How are MDY long put max profit and max loss calculated?
Max profit equals the strike minus premium times 100 (reached at zero); max loss equals the premium times 100. Breakeven is strike minus premium. For the MDY long put priced from the end-of-day chain at a 30-day expiry (ATM IV 19.30%), the computed maximum profit is $64,499.00 per contract and the computed maximum loss is -$1,500.00 per contract.

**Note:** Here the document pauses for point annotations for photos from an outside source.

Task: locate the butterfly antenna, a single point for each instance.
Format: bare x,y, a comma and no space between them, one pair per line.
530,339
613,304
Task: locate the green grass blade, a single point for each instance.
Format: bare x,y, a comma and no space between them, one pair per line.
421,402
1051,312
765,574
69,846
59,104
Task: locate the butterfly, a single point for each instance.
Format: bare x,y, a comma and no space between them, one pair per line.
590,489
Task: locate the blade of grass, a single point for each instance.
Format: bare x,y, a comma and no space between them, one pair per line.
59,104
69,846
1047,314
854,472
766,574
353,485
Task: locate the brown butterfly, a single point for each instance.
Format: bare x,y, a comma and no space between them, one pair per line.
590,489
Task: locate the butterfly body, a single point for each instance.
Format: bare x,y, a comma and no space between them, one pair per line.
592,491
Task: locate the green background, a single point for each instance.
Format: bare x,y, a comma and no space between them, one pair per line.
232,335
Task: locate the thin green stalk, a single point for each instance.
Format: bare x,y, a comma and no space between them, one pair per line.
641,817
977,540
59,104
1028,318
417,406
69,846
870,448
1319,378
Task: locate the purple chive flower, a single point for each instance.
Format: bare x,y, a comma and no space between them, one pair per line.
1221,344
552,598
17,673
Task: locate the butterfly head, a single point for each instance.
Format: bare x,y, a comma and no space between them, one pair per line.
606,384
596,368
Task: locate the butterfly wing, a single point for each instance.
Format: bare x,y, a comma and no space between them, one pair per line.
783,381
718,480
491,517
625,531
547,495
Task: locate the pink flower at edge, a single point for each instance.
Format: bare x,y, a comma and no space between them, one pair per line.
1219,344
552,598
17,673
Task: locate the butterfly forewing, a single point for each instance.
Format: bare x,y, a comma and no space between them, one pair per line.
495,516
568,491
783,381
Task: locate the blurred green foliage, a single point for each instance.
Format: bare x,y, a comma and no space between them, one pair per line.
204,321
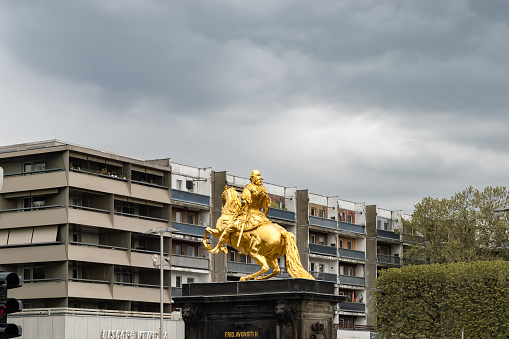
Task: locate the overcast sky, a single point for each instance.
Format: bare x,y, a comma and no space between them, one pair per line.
383,102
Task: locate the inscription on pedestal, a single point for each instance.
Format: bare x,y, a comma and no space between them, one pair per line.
243,330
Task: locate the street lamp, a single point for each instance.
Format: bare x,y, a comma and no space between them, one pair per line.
161,231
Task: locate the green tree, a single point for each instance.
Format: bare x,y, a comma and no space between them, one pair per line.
463,228
444,300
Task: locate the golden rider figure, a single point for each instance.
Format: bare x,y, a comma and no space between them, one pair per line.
254,199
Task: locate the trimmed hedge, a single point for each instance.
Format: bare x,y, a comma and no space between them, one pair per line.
441,300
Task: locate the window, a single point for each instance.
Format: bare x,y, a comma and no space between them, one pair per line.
34,166
124,277
34,202
76,201
178,249
33,273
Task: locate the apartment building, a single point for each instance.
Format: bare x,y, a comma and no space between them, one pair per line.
74,222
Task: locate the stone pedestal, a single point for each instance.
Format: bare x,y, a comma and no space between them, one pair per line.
271,309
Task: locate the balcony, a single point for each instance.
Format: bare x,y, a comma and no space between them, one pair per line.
351,280
352,307
35,180
388,259
344,226
98,253
323,249
281,214
98,182
324,276
190,197
323,222
387,235
41,288
193,262
351,254
32,216
189,229
240,267
176,292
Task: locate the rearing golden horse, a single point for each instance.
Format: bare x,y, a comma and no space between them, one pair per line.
265,243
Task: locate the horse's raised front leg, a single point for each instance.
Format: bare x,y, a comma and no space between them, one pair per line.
260,260
217,234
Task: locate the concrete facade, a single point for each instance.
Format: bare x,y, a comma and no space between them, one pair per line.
72,223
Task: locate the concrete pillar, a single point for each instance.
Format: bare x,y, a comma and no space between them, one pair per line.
302,235
218,261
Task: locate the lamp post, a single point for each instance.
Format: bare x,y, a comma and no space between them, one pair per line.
501,209
161,231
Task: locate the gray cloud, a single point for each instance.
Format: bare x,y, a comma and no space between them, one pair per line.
384,102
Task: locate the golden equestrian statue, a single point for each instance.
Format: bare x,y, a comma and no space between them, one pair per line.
245,226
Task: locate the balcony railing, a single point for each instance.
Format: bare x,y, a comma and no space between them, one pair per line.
115,177
281,214
190,197
324,276
388,259
85,208
345,226
25,209
98,246
141,217
242,267
90,281
322,249
33,172
352,254
351,280
149,184
185,261
352,307
387,234
323,222
190,229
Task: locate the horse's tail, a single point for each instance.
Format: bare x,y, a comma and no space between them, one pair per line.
293,264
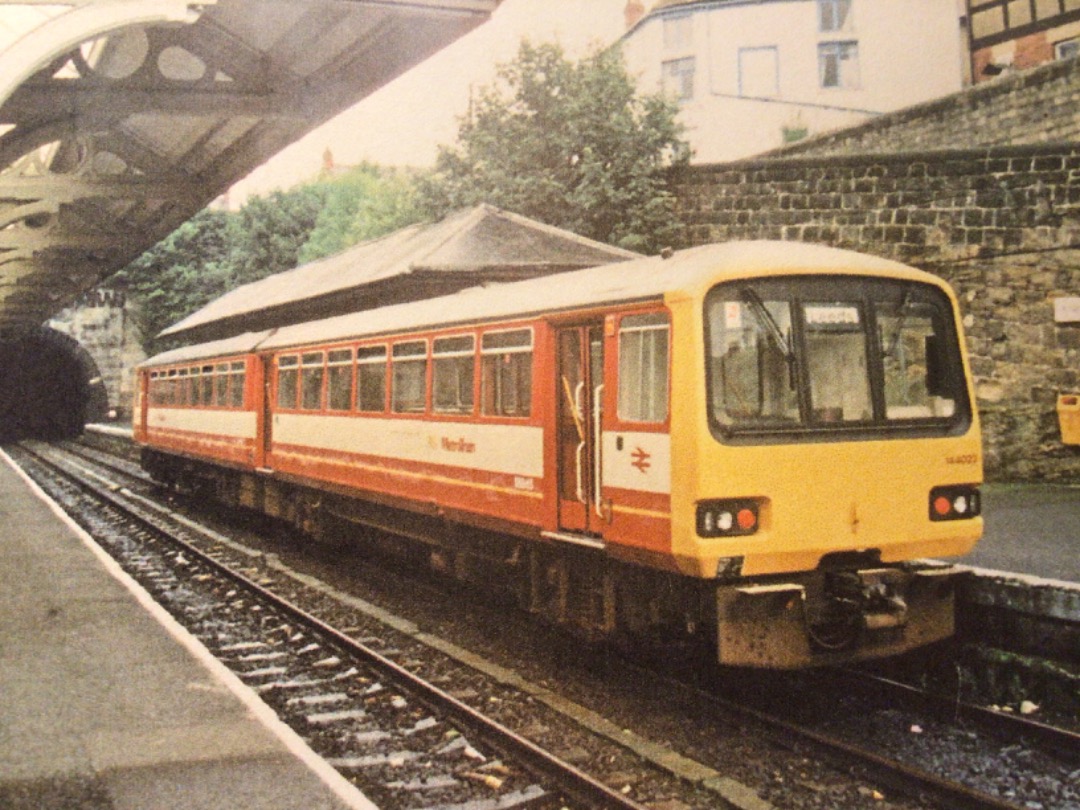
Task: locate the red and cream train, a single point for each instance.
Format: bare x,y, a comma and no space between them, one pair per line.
757,441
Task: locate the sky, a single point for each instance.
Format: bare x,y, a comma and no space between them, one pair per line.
405,121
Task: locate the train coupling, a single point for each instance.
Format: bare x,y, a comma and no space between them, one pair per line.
834,617
869,599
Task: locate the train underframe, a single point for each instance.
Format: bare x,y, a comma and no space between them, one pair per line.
851,608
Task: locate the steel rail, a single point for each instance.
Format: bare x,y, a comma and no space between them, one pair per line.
566,778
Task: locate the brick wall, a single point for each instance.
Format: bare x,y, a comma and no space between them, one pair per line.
1002,225
100,322
1037,106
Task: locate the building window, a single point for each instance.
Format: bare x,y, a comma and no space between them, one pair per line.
507,373
678,31
677,79
454,369
1067,49
838,65
834,15
758,72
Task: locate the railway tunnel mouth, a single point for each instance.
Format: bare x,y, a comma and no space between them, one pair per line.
50,386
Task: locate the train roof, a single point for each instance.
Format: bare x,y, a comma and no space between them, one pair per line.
690,271
466,248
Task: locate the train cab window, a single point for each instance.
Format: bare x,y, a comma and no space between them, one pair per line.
372,379
824,353
288,378
750,356
339,379
221,385
643,367
836,361
312,374
408,378
454,365
910,336
507,373
237,381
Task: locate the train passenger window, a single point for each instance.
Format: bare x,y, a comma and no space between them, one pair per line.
206,386
172,389
184,387
372,378
339,379
409,377
221,385
288,378
237,383
643,367
454,365
505,386
311,380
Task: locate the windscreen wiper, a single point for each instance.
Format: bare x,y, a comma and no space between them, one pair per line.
765,318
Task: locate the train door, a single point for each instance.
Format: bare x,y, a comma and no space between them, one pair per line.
580,369
262,386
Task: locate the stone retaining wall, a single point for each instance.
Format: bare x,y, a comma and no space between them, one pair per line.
1001,225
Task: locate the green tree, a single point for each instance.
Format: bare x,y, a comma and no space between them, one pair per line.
569,144
215,252
183,272
365,202
268,232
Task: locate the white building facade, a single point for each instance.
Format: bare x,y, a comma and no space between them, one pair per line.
754,75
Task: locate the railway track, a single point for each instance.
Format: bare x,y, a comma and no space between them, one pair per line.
405,742
891,773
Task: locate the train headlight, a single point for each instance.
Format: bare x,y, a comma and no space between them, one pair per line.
728,517
955,502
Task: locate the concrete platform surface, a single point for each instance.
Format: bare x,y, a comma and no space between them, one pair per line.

Live intraday quotes will differ as the chain moves through the trading session.
What is the breakeven for a MDY long put?
The breakeven for the MDY long put priced on this page is roughly $645.00 at expiration, derived from end-of-day chain premiums. Breakeven is the underlying price at which the strategy's P&L crosses zero ignoring transaction costs and assignment risk. The current MDY market-implied 1-standard-deviation expected move is approximately 5.53%; if the move sits well outside the breakeven distance, the structure's risk-reward becomes correspondingly tighter.
When should you consider a long put on MDY?
Long puts on MDY hedge an existing long MDY etf position or express a bearish view with defined risk; position sizing typically scales the put notional to the underlying MDY exposure being hedged.
How does current MDY implied volatility affect this long put?
MDY ATM IV is at 19.30% with IV rank near 39.91%, which is mid-range against its 1-year history. Strategy selection depends more on directional thesis and expected move than on a strong IV signal.